I just can't sign onto that theory.
I mean, OK, if what we are talking about is moving versus not moving -- exercising *somehow* versus not exercising at all -- I suppose that the statement is true. But, when life is (appropriately, I think) viewed as a neverending work in progress in which one is constantly trying to tweak and improve the good stuff and shed the bad and/or counterproductive, that sort of thinking strikes me as a sort of copout once you have already embarked upon the path of exercise.
Before you accuse me of being Captain Bringdown on this subject, please.... Exercise any way you want. Hell, for that matter, eat any way you want. I don't care. However, don't conflate what you enjoy doing or eating with what's "best" for you. You could very well be fooling yourself.
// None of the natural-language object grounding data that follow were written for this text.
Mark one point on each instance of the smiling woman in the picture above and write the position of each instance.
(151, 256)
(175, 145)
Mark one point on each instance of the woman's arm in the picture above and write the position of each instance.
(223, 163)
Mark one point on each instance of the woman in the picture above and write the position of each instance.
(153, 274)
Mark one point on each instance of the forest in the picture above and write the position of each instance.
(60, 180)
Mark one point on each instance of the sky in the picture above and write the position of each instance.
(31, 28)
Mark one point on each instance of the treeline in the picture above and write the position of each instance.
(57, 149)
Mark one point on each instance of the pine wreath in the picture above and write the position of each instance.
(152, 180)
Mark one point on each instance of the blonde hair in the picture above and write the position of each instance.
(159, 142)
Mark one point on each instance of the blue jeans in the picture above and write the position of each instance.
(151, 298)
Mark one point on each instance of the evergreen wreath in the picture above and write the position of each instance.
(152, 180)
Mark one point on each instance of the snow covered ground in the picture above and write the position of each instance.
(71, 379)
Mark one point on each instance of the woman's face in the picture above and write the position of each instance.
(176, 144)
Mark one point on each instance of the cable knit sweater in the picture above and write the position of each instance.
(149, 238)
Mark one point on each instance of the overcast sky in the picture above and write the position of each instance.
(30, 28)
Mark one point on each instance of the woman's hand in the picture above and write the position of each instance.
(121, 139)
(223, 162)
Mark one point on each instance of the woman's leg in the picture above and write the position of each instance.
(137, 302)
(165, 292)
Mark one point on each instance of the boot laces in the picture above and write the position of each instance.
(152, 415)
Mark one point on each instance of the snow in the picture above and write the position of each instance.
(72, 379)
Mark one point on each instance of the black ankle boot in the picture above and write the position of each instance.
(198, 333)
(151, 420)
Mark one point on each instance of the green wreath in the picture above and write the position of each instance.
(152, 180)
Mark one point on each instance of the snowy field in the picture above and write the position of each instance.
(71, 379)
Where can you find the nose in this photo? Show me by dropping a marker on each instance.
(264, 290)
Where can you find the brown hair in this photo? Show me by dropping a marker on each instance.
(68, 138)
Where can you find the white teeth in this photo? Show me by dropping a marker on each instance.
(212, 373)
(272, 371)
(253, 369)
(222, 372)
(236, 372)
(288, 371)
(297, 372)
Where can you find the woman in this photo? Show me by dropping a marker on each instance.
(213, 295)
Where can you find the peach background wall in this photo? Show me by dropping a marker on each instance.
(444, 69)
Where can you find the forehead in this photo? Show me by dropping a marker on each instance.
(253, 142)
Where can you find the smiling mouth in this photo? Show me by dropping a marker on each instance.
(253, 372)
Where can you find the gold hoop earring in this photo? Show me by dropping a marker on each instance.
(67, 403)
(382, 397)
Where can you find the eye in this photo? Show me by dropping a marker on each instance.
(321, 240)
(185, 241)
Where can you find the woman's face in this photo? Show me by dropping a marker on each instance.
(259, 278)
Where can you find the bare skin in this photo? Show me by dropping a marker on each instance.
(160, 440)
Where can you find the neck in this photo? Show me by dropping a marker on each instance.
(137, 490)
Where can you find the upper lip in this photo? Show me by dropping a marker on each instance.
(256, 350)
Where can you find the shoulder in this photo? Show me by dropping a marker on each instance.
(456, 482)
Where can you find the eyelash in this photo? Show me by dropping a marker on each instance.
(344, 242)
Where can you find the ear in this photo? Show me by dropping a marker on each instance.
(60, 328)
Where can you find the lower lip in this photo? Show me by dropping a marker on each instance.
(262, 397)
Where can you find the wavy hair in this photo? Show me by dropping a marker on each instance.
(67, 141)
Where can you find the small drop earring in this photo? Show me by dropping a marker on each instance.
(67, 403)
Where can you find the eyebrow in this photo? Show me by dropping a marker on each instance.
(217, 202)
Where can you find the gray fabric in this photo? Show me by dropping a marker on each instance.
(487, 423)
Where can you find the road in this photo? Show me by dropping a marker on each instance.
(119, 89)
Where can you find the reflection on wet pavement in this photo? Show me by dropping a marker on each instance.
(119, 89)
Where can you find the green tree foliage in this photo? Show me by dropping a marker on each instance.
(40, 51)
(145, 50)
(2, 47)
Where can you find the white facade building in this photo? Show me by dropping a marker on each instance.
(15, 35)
And I think that all is pretty easy to see when it comes to food. That double-chocolate-bomb milk shake? Delicious. Eminently enjoyable. Live it up. But no one thinks that is the "best" choice for you. Even if you take a less preposterous example, you can envision maybe something like 60/40 paleo (or primal) being a balance that you like and enjoy and which reaps a few benefits for you, but let's not confuse it with what is "best." If you dialed down the 40 part, you would likely be doing a lot better for your health.
Somehow, though, that thinking seems more unclear when it comes to exercise. People are doing all sorts of things that they enjoy, and which are often hard to do, but is it really the "best" for them? Maybe not, but somehow that gets lost at some point where enjoyment and pain/effort intersect, and people end up thinking that if they are working hard, sweating a lot and mostly enjoying it, it *must* be a very good thing. And it just isn't always. There are a lot of folks grinding themselves to bits, thinking that they are doing themselves an enormous favor, when, in fact, only their orthopedist is reaping maximum benefits from their exercise-related pursuits.
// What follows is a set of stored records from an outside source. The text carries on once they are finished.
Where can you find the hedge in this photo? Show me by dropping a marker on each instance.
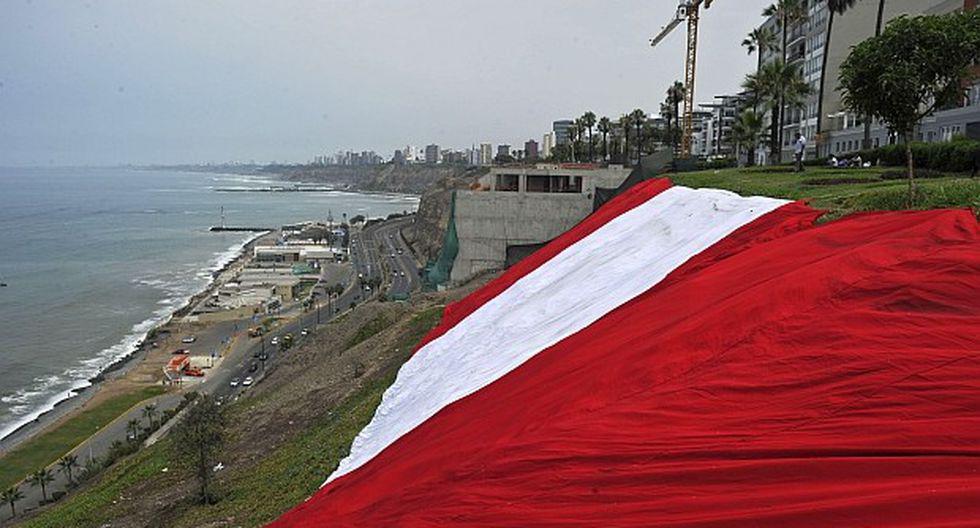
(951, 156)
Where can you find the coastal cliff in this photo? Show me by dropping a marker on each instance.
(408, 179)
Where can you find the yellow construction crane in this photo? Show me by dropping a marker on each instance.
(689, 10)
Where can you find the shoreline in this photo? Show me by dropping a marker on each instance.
(61, 406)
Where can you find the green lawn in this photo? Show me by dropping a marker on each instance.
(50, 446)
(839, 191)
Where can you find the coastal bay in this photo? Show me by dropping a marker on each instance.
(112, 254)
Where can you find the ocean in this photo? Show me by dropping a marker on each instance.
(94, 258)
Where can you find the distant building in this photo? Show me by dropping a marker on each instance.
(411, 153)
(547, 144)
(530, 150)
(562, 130)
(432, 154)
(486, 154)
(715, 135)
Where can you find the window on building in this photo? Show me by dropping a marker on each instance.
(508, 182)
(554, 184)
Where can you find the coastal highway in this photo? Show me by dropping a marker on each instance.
(373, 243)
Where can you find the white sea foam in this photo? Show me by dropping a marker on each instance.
(47, 391)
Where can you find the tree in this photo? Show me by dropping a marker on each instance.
(675, 96)
(747, 132)
(836, 7)
(12, 496)
(150, 412)
(626, 123)
(776, 84)
(916, 66)
(667, 113)
(588, 121)
(67, 465)
(201, 434)
(639, 117)
(132, 430)
(573, 133)
(760, 40)
(605, 126)
(788, 12)
(42, 477)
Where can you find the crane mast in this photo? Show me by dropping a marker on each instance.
(689, 10)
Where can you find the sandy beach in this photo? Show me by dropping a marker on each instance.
(142, 368)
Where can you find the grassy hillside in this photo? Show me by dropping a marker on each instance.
(289, 433)
(841, 191)
(46, 448)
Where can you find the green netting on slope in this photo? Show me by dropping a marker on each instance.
(437, 273)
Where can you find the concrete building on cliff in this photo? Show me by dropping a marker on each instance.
(515, 206)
So I don't seem like I am picking on long-distance runners or other endurance athletes, I should mention that I would feel the same way about heavy powerlifting every single day, or CrossFit seven days a week. You may love it -- and, undoubtedly, there is extreme Zen value in doing fun things that you love -- but you also would be doing yourself a huge favor if you honestly evaluate whether what whatever pounding you are inflicting on yourself is really "best" for you, or whether you need to tweak that programming a bit (or dial it back).
Or maybe you say, "Eff it," and plow full speed ahead because you love whatever it is you are doing -- in exactly the volume and intensity that you are doing it -- so much that the cost/benefit analysis pays off for you in the end despite increased injury, wear and tear. I understand that approach, as long as it's done with a full awareness that you have elected "fun" over "smart." Hell, I do it myself to some degree with drumming -- an activity which brings me so much enjoyment that I try to ignore the damage it inflicts on me, but I also try to do it with some measure of restraint that I once didn't have. Maybe playing only a couple times a week, and not always at the speed of sound any longer. It's a big balancing act, but I would never think that drumming is, physiologically speaking, some sort of net positive for me at this point. I just love to do it and I have made a cost/benefit analysis that I am sure to revisit often.
So.... Just don't fool yourself. *That's* the point of today's little spiel. Honest reevaluation of, well, *everything* is healthy, and often that gets lost in the grind of the gym, the road, the trail, and, yeah, the drum kit.
Figure it out, and then never stop figuring.